2. Brief Description of the Prior Art
In rotating disk data storage devices developed to store large amounts of data received from a computer, it is common practice to mount a plurality of hard disks, each having a magnetic coating on both sides, on a common spindle to be rotated together. A movable actuator adjacent the disk stack supports a plurality of data heads adjacent selected surfaces--data surfaces--formed by the magnetic coatings and the actuator is controlled by a servo control circuit to radially position the data heads so that the data heads will overlie, or follow, selected circular data tracks defined on the data surfaces.
In one type of device in widespread use, the servo control circuit receives position error signals from a servo head adjacent one surface--a dedicated servo surface--of one disk and positions the actuator to position all heads, data and servo alike, in unison to effect following of the data tracks by the data heads via following of servo tracks magnetically written on the dedicated servo surface. To this end, the servo head and the data heads are arranged along a line parallel to the rotation axis of the disk and the data and servo tracks are grouped into coaxial cylinders centered on such rotation axis. Thus, positioning of the servo head to follow a selected servo track will cause each data head to follow the data track on the surface adjacent the data head that is contained in the same cylinder as the selected servo track.
A difficulty that occurs in this type of device is that the alignment of the data and servo heads necessary for data track following to be accomplished by servo track following cannot be maintained within allowable tolerances for reading and, more particularly, writing a data track. The spacing between radially successive cylinders is often less than a thousandth of an inch so that, when the width of the heads and consequently the data tracks, is taken into account, control of the radial position of the data heads must be effected to a tolerance measured in microinches to prevent a data head from reading or writing to a data track adjacent the track that is being followed. Thus, a very small misalignment between a data head and the servo head can result, for example, in overwriting of one data track, to destroy the data thereon, during writing to an adjacent data track. Such misalignments can occur in a number of ways; for example, through differential thermal expansion of the disks or of arms on which the data heads and the servo head are mounted, by mechanical shock experienced by the device to cause small realignments of connections between the arms and the actuator, and so on.
A solution to this misalignment problem has been described in "Correction of Data Track Misregistration in Servo Controlled Disk Files", by A. Paton, IBM Technical Disclosure Bulletin, Volume 17, Number 6, pages 1781 through 1783, published in November 1974. As disclosed in this bulletin, the teachings of which are hereby incorporated by reference, servo tracks are written to the data surfaces to be read while the servo head follows a servo track on the dedicated servo surface to determine the offsets between the data tracks and the data heads during track following by the servo head and these offsets are saved and used to generate offset signals that are transmitted to the servo control circuit when data tracks are followed. These offset signals will cause the actuator to offset the servo head from a servo track by an amount that is just sufficient to correct for the misalignment between a selected data head and the servo head with the result that the data head follows the data track.

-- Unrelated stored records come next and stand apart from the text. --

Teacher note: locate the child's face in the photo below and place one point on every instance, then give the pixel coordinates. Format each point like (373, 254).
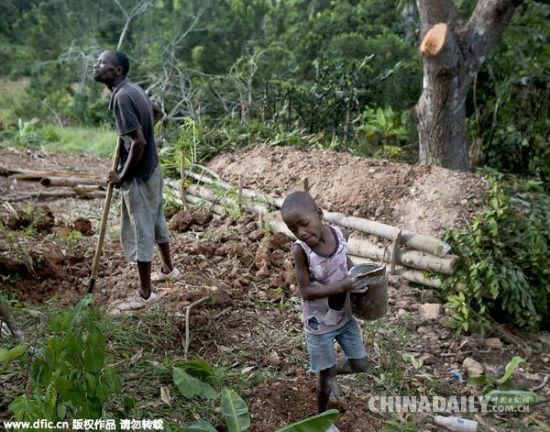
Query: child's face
(306, 225)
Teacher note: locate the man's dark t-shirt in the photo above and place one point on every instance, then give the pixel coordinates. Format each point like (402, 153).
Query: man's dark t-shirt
(133, 110)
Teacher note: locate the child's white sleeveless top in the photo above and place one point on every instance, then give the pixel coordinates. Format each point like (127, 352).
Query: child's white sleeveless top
(318, 317)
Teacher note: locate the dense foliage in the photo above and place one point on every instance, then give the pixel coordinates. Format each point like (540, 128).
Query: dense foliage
(334, 74)
(70, 375)
(504, 270)
(301, 68)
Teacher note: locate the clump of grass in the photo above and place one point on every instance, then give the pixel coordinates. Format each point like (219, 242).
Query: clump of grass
(99, 141)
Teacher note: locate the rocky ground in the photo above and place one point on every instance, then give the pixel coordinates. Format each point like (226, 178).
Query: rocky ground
(250, 322)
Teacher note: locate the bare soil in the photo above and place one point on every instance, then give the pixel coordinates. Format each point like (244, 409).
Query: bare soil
(423, 199)
(251, 319)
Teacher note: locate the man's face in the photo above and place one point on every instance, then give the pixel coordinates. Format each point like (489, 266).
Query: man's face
(105, 69)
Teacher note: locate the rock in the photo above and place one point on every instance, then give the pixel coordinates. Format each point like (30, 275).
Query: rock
(84, 226)
(429, 311)
(493, 343)
(426, 295)
(274, 358)
(544, 338)
(473, 367)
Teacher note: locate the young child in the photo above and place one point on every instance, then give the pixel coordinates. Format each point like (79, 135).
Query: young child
(321, 265)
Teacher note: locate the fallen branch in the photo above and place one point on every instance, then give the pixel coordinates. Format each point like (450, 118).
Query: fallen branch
(187, 332)
(415, 276)
(6, 316)
(409, 239)
(197, 201)
(360, 247)
(25, 174)
(43, 195)
(367, 249)
(71, 181)
(208, 194)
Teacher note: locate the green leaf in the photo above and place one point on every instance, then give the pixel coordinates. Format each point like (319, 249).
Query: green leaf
(510, 369)
(200, 426)
(61, 411)
(191, 387)
(94, 353)
(11, 354)
(320, 422)
(511, 398)
(199, 369)
(235, 411)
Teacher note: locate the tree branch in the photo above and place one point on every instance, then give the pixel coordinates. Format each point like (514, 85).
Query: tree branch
(485, 26)
(432, 12)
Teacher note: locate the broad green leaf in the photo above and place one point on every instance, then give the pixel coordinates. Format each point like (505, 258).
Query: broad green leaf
(200, 426)
(235, 411)
(191, 387)
(11, 354)
(94, 354)
(320, 422)
(511, 398)
(510, 369)
(61, 411)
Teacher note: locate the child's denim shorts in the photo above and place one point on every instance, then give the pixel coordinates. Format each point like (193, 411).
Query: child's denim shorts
(321, 347)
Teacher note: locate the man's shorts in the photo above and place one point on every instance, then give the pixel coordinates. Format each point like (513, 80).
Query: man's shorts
(321, 347)
(142, 222)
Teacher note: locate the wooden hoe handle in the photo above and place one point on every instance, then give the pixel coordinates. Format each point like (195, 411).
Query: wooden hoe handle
(103, 226)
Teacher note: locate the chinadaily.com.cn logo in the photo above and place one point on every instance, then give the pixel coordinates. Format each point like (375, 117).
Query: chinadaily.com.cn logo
(450, 404)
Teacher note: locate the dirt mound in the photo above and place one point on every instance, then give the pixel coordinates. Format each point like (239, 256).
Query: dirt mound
(419, 198)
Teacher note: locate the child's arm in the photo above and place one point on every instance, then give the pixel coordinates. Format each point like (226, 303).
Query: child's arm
(310, 291)
(346, 236)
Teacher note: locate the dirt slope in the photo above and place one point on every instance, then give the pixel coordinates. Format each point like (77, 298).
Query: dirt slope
(423, 199)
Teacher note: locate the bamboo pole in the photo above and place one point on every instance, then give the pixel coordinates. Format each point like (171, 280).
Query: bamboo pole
(71, 181)
(411, 275)
(409, 258)
(277, 226)
(25, 174)
(408, 239)
(52, 194)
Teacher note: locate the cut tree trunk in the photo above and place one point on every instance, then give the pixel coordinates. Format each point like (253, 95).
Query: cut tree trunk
(452, 54)
(409, 239)
(366, 249)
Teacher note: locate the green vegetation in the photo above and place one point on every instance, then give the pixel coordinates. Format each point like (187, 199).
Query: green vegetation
(70, 375)
(254, 71)
(99, 141)
(504, 271)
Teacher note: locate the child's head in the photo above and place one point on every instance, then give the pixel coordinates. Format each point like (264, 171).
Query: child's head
(303, 217)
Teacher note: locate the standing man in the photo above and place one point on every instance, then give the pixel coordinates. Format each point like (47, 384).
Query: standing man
(139, 176)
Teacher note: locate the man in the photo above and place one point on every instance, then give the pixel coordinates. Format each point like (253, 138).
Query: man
(139, 176)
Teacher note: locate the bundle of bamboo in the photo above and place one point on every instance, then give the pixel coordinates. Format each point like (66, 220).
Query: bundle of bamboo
(411, 255)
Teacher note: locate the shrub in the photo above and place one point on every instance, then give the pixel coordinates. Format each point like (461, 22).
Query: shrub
(504, 271)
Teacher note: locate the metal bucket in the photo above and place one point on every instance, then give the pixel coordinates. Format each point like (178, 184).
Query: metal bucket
(372, 304)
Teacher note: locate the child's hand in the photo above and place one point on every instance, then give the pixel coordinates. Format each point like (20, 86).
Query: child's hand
(359, 286)
(349, 283)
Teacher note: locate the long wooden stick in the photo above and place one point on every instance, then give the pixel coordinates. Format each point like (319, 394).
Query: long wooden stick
(7, 317)
(367, 249)
(53, 194)
(71, 181)
(187, 332)
(102, 229)
(408, 239)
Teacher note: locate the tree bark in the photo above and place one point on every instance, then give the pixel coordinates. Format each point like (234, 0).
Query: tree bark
(441, 108)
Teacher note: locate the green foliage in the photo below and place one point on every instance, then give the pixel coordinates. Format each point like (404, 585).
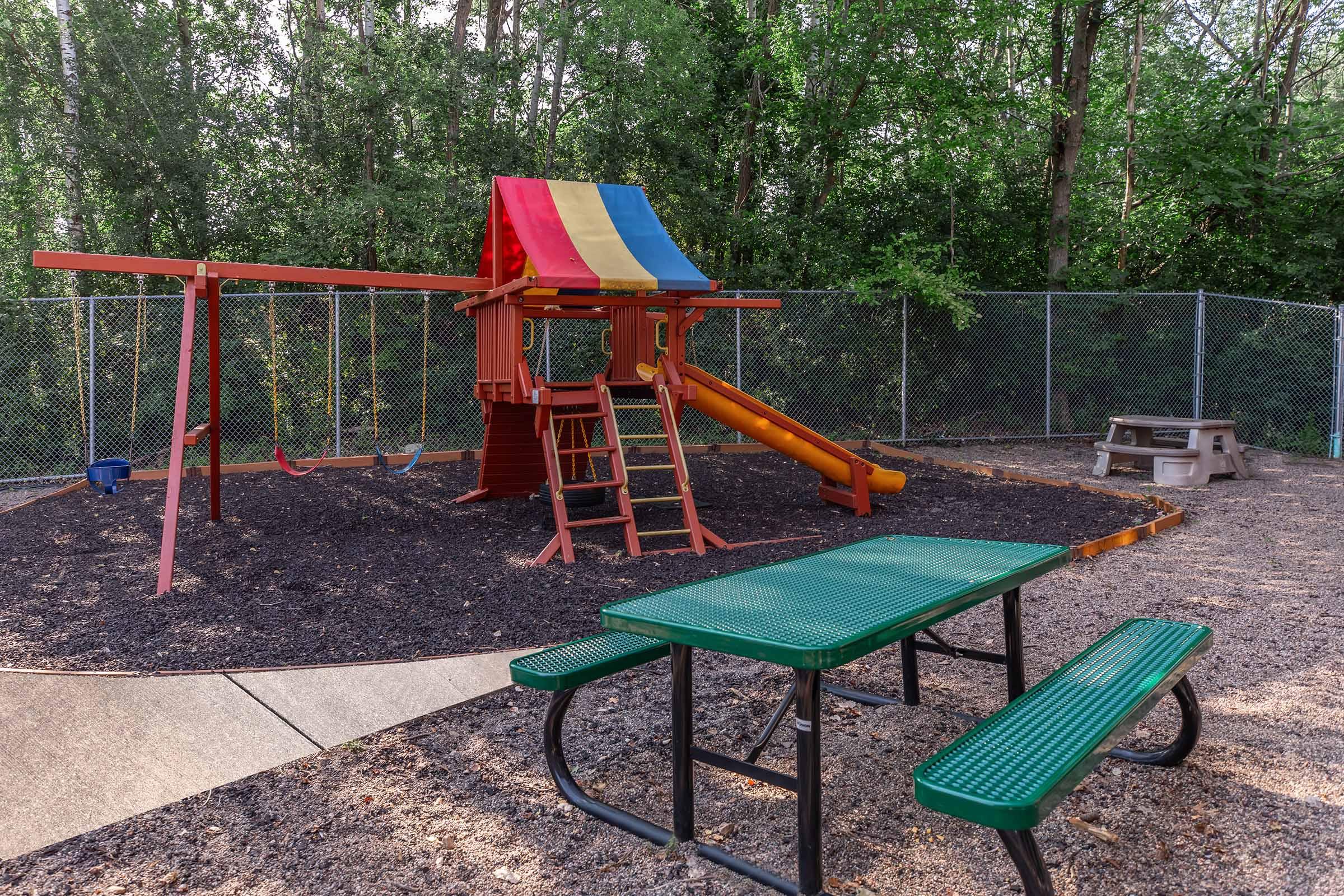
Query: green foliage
(917, 270)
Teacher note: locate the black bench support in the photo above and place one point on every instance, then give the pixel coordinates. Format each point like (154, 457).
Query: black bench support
(1022, 844)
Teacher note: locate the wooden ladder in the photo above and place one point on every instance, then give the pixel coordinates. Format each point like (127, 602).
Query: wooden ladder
(615, 449)
(562, 543)
(697, 535)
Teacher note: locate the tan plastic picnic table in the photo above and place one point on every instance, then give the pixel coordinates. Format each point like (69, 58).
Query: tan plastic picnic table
(1211, 448)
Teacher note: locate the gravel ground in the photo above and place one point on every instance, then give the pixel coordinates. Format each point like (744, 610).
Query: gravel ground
(353, 564)
(460, 802)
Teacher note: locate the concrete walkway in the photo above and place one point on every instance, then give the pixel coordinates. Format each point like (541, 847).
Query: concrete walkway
(78, 753)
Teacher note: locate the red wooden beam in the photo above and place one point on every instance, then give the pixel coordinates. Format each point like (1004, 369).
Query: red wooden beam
(169, 546)
(240, 270)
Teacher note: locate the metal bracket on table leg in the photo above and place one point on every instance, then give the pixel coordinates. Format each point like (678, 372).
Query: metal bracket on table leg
(774, 723)
(1191, 722)
(1026, 855)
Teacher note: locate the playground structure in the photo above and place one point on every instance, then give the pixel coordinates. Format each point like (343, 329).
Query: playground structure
(599, 251)
(553, 250)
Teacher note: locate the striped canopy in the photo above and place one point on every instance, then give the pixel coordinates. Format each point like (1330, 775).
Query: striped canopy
(586, 237)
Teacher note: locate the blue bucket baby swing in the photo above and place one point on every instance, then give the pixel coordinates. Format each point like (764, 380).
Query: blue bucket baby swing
(112, 474)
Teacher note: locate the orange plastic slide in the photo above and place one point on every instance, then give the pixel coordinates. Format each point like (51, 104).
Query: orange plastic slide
(761, 422)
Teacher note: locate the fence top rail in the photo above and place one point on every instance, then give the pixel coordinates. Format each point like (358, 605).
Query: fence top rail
(1273, 301)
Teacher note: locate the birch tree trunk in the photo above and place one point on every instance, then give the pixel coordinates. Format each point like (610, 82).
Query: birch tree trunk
(562, 48)
(535, 101)
(71, 83)
(455, 106)
(1086, 26)
(1285, 88)
(1131, 110)
(756, 101)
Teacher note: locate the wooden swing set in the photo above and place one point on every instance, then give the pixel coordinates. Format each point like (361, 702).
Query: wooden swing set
(202, 280)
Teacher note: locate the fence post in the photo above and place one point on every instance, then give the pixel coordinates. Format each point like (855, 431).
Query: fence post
(1049, 311)
(905, 346)
(738, 365)
(338, 372)
(92, 379)
(1200, 356)
(1338, 437)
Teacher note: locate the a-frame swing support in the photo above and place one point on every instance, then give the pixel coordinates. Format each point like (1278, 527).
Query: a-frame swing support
(203, 280)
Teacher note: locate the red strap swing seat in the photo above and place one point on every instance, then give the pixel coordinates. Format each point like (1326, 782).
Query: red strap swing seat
(274, 383)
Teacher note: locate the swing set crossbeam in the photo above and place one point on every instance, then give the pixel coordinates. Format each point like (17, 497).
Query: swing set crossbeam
(245, 270)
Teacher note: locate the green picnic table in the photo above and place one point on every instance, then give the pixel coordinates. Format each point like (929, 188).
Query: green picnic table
(824, 610)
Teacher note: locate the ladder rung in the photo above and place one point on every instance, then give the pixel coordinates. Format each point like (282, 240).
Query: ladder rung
(601, 520)
(593, 449)
(585, 487)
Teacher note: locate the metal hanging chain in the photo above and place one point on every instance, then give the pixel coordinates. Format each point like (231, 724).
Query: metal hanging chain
(425, 367)
(373, 359)
(142, 318)
(274, 368)
(74, 318)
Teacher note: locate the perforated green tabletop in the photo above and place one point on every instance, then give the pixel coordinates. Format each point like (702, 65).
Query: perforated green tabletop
(828, 609)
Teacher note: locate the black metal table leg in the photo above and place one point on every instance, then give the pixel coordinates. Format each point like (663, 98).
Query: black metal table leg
(1012, 645)
(909, 672)
(808, 685)
(683, 773)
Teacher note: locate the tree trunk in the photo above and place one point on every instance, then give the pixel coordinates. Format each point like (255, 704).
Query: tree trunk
(1086, 26)
(366, 38)
(71, 82)
(455, 105)
(1285, 88)
(562, 46)
(534, 104)
(756, 101)
(1131, 110)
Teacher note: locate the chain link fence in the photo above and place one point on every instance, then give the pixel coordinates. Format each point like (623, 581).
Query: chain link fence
(1030, 366)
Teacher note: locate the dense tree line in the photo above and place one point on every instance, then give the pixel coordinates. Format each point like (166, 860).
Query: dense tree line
(906, 144)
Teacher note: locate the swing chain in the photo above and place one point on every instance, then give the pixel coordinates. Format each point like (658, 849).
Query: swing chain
(425, 365)
(142, 319)
(274, 368)
(74, 318)
(373, 359)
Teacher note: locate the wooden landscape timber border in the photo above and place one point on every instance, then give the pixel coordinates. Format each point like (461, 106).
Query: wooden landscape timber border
(1173, 515)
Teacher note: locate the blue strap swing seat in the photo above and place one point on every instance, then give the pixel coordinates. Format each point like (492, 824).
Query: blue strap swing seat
(380, 457)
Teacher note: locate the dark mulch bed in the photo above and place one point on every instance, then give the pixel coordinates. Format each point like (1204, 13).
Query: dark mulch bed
(353, 564)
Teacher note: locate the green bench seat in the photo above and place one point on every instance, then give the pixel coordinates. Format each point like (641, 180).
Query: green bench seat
(578, 662)
(1012, 769)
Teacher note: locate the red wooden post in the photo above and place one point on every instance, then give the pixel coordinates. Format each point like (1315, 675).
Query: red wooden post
(169, 547)
(213, 311)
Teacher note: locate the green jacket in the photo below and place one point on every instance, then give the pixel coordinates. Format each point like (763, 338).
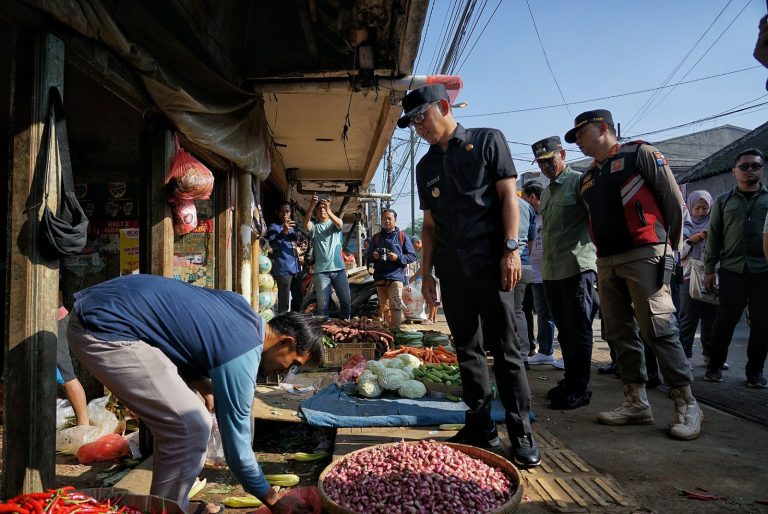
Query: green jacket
(731, 214)
(568, 248)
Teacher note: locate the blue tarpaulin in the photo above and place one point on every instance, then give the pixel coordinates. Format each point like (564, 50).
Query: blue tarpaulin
(331, 407)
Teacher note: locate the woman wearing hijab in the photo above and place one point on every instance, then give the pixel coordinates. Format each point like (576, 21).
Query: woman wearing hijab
(692, 310)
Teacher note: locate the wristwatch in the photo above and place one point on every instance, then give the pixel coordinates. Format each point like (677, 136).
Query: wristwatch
(511, 244)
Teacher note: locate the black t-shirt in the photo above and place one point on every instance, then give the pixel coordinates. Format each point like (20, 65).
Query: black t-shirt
(458, 187)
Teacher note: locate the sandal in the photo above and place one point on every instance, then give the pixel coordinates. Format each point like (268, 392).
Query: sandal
(202, 507)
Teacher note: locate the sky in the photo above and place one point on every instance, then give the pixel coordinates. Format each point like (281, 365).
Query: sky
(595, 49)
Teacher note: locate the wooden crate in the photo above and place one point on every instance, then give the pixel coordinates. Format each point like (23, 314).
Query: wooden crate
(336, 357)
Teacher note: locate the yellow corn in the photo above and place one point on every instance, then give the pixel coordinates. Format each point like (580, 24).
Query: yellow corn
(239, 502)
(309, 457)
(284, 480)
(197, 487)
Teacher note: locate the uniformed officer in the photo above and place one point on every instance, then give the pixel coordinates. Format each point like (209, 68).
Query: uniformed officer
(568, 270)
(635, 214)
(466, 184)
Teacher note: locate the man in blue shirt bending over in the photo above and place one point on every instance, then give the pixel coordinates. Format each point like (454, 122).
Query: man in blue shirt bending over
(147, 337)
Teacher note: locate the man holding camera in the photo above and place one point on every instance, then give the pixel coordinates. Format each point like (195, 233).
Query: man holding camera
(390, 251)
(636, 213)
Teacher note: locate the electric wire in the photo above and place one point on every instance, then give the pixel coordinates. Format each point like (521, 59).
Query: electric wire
(546, 58)
(668, 78)
(478, 37)
(553, 106)
(650, 108)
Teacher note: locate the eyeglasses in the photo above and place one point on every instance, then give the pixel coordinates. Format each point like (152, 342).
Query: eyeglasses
(418, 119)
(753, 166)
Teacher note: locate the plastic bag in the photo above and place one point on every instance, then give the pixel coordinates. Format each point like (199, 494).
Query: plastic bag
(351, 369)
(310, 495)
(133, 443)
(184, 215)
(70, 440)
(413, 301)
(215, 456)
(696, 286)
(106, 447)
(99, 416)
(65, 414)
(188, 178)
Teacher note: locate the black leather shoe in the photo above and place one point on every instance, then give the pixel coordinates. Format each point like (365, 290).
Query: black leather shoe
(525, 451)
(558, 391)
(607, 369)
(572, 400)
(488, 438)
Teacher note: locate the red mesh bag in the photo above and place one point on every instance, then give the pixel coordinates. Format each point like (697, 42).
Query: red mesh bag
(310, 495)
(188, 178)
(184, 216)
(108, 447)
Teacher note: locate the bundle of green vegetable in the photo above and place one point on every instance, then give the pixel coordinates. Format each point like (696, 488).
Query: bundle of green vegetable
(447, 374)
(408, 338)
(433, 339)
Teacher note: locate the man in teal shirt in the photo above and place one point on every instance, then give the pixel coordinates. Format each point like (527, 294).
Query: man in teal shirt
(568, 270)
(329, 267)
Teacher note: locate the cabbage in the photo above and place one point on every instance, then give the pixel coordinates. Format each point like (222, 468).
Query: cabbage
(376, 367)
(409, 370)
(369, 388)
(412, 389)
(392, 379)
(409, 360)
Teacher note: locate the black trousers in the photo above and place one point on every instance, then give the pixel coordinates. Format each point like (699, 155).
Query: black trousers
(572, 303)
(737, 290)
(289, 286)
(482, 317)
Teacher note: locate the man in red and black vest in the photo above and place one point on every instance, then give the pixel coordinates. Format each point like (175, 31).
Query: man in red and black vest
(636, 213)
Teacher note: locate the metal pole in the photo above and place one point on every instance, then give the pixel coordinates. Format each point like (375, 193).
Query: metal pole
(413, 182)
(389, 173)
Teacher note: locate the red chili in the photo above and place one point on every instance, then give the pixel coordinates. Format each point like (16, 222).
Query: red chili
(13, 508)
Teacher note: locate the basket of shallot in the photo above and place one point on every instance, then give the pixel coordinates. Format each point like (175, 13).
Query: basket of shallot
(420, 477)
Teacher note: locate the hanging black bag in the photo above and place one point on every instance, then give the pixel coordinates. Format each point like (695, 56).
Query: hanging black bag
(64, 232)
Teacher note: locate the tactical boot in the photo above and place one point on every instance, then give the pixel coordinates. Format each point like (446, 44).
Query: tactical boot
(688, 415)
(634, 411)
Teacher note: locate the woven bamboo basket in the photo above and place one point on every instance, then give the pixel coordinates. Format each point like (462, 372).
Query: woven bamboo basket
(487, 457)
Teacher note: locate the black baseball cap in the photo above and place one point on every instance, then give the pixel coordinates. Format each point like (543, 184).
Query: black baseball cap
(596, 116)
(546, 148)
(419, 100)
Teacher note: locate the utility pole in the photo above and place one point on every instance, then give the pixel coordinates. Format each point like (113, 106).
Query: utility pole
(413, 182)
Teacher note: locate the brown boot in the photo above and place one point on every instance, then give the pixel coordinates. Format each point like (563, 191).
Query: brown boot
(634, 411)
(688, 415)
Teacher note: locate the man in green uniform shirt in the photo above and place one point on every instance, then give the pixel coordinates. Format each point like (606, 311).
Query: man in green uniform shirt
(569, 271)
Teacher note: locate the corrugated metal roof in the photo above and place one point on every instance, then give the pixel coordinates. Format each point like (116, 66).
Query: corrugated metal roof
(722, 160)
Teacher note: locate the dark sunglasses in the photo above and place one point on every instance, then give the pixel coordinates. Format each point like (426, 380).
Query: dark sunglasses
(753, 166)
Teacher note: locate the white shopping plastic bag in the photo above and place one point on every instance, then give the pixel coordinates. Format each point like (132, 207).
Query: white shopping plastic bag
(413, 302)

While this solution for correcting misalignment of the data heads and the servo head has worked well, it is an incomplete solution to the problems that arise from the misalignment. In particular, the misalignment also has a deleterious effect on the transfer rate of data to and from the disks of the device. The amount of data to be stored on or recovered from a disk will often exceed the amount that can be stored on one data track and, in such cases, the transfer rate can be maximized by storing the data on first one track of a given cylinder and then proceeding to a second track on the same cylinder. Thus, large adjustments of the actuator from one cylinder to the next that take large amounts of time are made only when a cylinder has been completely written or a new file is read or stored. For this approach to maximize transfer rate, it is important that the transition between track following by one data head to track following by another be made as quickly as possible. However, a change in the offset of the servo head from the servo track on the same cylinder as the two data tracks must be effected prior to commencing reading or writing by the second data head. In the past, this offset change requirement has limited data transfer rates by requiring that sufficient time be allowed after the offset signal has been changed to enable stable track following by the second data head to occur.